- Mountain Ash Location within the state of Kentucky Mountain Ash Mountain Ash (the United States)
- Coordinates: 36°39′27″N 84°7′44″W﻿ / ﻿36.65750°N 84.12889°W
- Country: United States
- State: Kentucky
- County: Whitley
- Elevation: 997 ft (304 m)
- Time zone: UTC-6 (Central (CST))
- • Summer (DST): UTC-5 (CST)
- GNIS feature ID: 514123

= Mountain Ash, Kentucky =

Unincorporated community in Kentucky, United States

Mountain Ash is an unincorporated community and former coal town located in Whitley County, Kentucky, United States. It is located along U.S. Route 25W and Clear Fork. Today it is home to Mountain Ash Baptist Church, which was founded by 1907. A few dozen homes make up the main part of the community along Old Mountain Ash Pike and Buck Creek Road.

From 1903 to 1932 the Jellico Coal Company operated in Mountain Ash, employing approximately 250 people. Other nearby coal towns were Pleasant View, Saxton, Kensee, and Red Ash.

Coal was first discovered in the area around 1878 and was part of the larger Jellico coal bed that stretched across Whitley County and over the Tennessee border. The coal mined from this region was considered to be of "high quality" and more than two million tons were produced at the mines' peak in 1940 in nearly Campbell County, Tennessee. Whitley County was the second leading county in Kentucky for coal production from 1890 to 1896 and 1899 to 1902. 471,538 net tons of coal were mined in 1923 in Whitley County, with 1,369 workers in the industry (1,149 of those worked underground).

Miners in Mountain Ash were issued company scrip tokens bearing the town's name and their value. These tokens were used at commissaries and company-run shops as money for essentials. Many of these tokens survive today and can be purchased via online platforms such as eBay for less than twenty U.S. dollars.
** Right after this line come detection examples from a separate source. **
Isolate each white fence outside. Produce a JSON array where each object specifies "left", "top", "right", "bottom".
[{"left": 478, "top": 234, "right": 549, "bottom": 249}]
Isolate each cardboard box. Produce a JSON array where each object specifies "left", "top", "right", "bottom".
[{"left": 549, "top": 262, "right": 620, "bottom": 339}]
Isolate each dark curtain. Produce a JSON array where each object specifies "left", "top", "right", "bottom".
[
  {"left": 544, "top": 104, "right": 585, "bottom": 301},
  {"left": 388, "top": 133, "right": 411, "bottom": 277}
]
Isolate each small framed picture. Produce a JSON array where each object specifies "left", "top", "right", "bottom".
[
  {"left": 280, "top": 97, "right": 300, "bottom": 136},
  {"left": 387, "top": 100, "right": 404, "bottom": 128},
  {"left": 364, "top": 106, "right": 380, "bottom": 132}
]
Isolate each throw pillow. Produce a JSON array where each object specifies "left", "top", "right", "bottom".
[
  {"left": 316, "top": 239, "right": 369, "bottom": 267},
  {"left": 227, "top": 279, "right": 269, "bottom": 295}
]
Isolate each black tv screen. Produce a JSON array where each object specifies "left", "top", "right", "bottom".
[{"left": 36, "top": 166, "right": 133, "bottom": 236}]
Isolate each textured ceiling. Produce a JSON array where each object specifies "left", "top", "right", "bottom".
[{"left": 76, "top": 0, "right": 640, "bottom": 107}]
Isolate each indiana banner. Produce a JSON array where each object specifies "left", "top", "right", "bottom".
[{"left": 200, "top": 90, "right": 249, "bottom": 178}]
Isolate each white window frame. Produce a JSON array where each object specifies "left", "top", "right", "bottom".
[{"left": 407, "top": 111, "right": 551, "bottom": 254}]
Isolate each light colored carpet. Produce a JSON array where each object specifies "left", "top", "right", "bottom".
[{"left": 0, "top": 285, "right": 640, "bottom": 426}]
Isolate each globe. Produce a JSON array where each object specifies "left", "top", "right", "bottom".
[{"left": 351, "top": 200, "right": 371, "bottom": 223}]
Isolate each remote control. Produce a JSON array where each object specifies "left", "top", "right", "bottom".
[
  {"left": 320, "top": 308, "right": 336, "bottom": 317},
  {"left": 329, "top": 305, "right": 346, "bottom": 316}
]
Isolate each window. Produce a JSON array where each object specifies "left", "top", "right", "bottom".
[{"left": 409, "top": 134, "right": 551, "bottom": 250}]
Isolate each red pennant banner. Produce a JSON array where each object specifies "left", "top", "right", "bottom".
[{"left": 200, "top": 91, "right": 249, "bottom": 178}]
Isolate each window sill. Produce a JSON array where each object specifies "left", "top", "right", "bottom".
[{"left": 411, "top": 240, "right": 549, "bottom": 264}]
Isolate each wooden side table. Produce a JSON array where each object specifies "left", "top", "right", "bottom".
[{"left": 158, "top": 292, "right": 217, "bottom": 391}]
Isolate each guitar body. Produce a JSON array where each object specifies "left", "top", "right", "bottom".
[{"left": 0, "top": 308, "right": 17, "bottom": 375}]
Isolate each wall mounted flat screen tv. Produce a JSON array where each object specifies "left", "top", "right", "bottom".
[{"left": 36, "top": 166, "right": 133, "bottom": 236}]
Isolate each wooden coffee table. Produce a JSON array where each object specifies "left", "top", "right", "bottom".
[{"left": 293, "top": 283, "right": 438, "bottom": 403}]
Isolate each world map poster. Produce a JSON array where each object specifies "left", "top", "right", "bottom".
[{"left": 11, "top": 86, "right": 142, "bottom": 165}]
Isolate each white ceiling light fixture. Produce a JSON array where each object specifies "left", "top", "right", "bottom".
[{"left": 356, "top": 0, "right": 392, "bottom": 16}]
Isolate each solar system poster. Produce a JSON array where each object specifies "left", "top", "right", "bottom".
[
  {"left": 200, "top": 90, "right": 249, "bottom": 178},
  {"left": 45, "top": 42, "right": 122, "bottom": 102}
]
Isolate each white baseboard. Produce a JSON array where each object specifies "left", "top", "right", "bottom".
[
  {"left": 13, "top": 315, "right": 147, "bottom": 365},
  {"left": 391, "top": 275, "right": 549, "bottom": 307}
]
Mining in the area around Mountain Ash dropped off considerably after the Second World War, leading to a gradual decrease in population as residents moved elsewhere for work in the 1950s and 1960s. Both Whitley County and Campbell County lost nearly 20% of their population from 1950 to 1960. The population has since recovered with nearby towns such as Jellico and Williamsburg reporting population growth in recent decades.